Language Models Can Predict Their Own Behavior

📝 Paper Summary

Interpretability Safety Guardrails Efficient Inference

The paper demonstrates that internal representations of input tokens alone can preemptively predict eventual LM behaviors (like safety failures or formatting errors) before generation begins, enabling efficient early exits via conformal prediction.

Core Problem

Detecting LM misbehaviors (e.g., jailbreaks, formatting failures) typically requires generating the full output and checking it post-hoc, which is computationally expensive and unsafe.

Why it matters:

Post-hoc detection wastes resources by generating toxic or incorrect tokens before discarding them
Economic and environmental costs of inference grow with model scale and token count
Safety risks arise if the model generates harmful content before a guardrail can intervene

Concrete Example: When a user asks a malicious question (e.g., how to build a weapon), a standard LM generates a compliant response, and only after generation can a guardrail flag it. This wastes compute on the harmful output.

Key Novelty

Conformal Probing of Input Representations

Trains linear classifiers (probes) on the internal activations of the *final input token* to predict properties of the *entire future output sequence* (e.g., will it fail to follow instructions?)
Applies conformal prediction to these probes to guarantee that early warnings or exits only occur when the system is statistically confident, deferring to the base model otherwise

Architecture

Conceptual diagram of the Conformal Probing Early Warning System.

Evaluation Highlights

Reduces successful jailbreak rate by 91% (from 30% to 2.7%) on WildJailbreak by preemptively detecting failures to abstain
Reduces inference costs for Chain-of-Thought classification by 65% on average across 27 datasets with negligible accuracy loss (<1.4%)
Achieves >90% precision in detecting alignment failures (answering unanswerable questions) on SelfAware and KnownUnknown datasets

Breakthrough Assessment

8/10

Strong empirical evidence that input tokens encode future behavior, combined with a rigorous statistical framework (conformal prediction) to make it practical. Significant efficiency/safety gains.

⚙️ Technical Details

Problem Definition

Setting: Given an input prompt x, predict a property y of the eventual output sequence (generated by LM f(x)) using only the internal representation of x.

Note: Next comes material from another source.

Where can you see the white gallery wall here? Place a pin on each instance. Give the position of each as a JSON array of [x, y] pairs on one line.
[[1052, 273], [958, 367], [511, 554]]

Inputs: Internal hidden states of the final token of the input prompt

Outputs: Prediction set of potential behaviors (or early exit decision) satisfying a user-defined confidence level

Pipeline Flow

Input Processing (LM computes hidden states for prompt)
Probing (Linear classifier predicts output behavior from hidden state)
Conformal Calibration (Check if prediction confidence meets threshold alpha)
Decision (Exit early/Abstain OR Defer to full LM generation)

System Modules

Input Processor

Compute internal representations for the input prompt

Model or implementation: Llama-3.1-8B (also tested on Mistral-7B, DeepSeek-R1-Distill)

Conformal Probe

Predict eventual behavior and determine if confidence is sufficient to act

Model or implementation: Linear Classifier (Logistic Regression)

Novel Architectural Elements

Integration of conformal prediction with hidden state probing to create a selective early-exit mechanism that guarantees error bounds

Modeling

Base Model: Llama-3.1-8B (primary), Mistral-7B-Instruct-v0.3, DeepSeek-R1-Distill-Qwen-14B

Training Method: Training linear probes (classifiers) on frozen LM activations

Objective Functions:

Purpose: Minimize classification error of the probe.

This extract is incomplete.